What once took days to accomplish can now be done in a few minutes.

 

Tuff’s 360 What-If Capabilities

 

When you account for of all the factors that contribute to a forecast of net interest income, particularly given the number of products on a typical balance sheet, it is near impossible to determine the marginal contribution of each dynamic.   As a senior manager, you need the ability to quickly explore different financial outcomes, both good and bad, otherwise only the most optimistic forecast is presented.

It makes a big difference to capital rations, profitability and liquidity whether your balance sheet grows by -2% or +4%.  Having the ability to easily forecast your organization’s financial margin based on various growth projections, factoring in new marketing campaigns, while all the time testing the impact of differing pricing strategies on the bottom line would give you an enormous edge over the competition.

With Tuff 360, those cumbersome, manually updated, cut & paste, broken-link, time consuming Excel spreadsheet forecasts can be put to rest. Forecasting financial margin becomes very easy with the Margin Analysis & Scenario Projection module.  What once took days to accomplish can now be done in a few minutes with Tuff 360’s what-if capabilities.
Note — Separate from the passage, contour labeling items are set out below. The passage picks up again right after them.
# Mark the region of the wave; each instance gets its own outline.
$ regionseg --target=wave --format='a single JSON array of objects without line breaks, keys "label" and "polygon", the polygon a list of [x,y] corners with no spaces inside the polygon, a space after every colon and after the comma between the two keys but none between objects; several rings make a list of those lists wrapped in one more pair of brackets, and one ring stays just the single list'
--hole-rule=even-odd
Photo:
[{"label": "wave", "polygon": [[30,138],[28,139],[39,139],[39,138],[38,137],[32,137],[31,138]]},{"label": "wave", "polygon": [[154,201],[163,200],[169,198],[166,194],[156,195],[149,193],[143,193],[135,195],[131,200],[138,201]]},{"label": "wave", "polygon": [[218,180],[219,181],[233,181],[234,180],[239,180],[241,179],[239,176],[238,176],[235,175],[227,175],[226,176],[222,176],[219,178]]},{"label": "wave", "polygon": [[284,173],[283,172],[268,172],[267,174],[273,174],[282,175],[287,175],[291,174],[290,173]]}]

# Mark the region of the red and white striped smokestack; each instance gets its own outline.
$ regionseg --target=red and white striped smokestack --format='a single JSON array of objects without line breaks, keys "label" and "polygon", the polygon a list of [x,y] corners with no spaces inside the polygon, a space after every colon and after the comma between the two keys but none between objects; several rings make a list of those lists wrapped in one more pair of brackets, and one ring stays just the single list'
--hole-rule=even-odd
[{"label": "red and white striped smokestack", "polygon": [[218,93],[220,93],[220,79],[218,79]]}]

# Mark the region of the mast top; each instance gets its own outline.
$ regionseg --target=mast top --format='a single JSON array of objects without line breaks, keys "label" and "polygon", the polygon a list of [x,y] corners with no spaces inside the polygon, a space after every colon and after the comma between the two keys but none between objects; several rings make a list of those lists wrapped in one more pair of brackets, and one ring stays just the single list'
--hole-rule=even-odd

Whether you are planning a new branch or launching a new product campaign, the Margin Analysis & Scenario Projection module makes it easy to model these events and allows you to see the impact different scenarios have on earnings, capital and liquidity, before you commit to them.

Create and compare as many different scenarios as you would like without jeopardizing the integrity of your master forecast.  And best of all is knowing that each scenario projection is based on data obtained directly from your core banking system.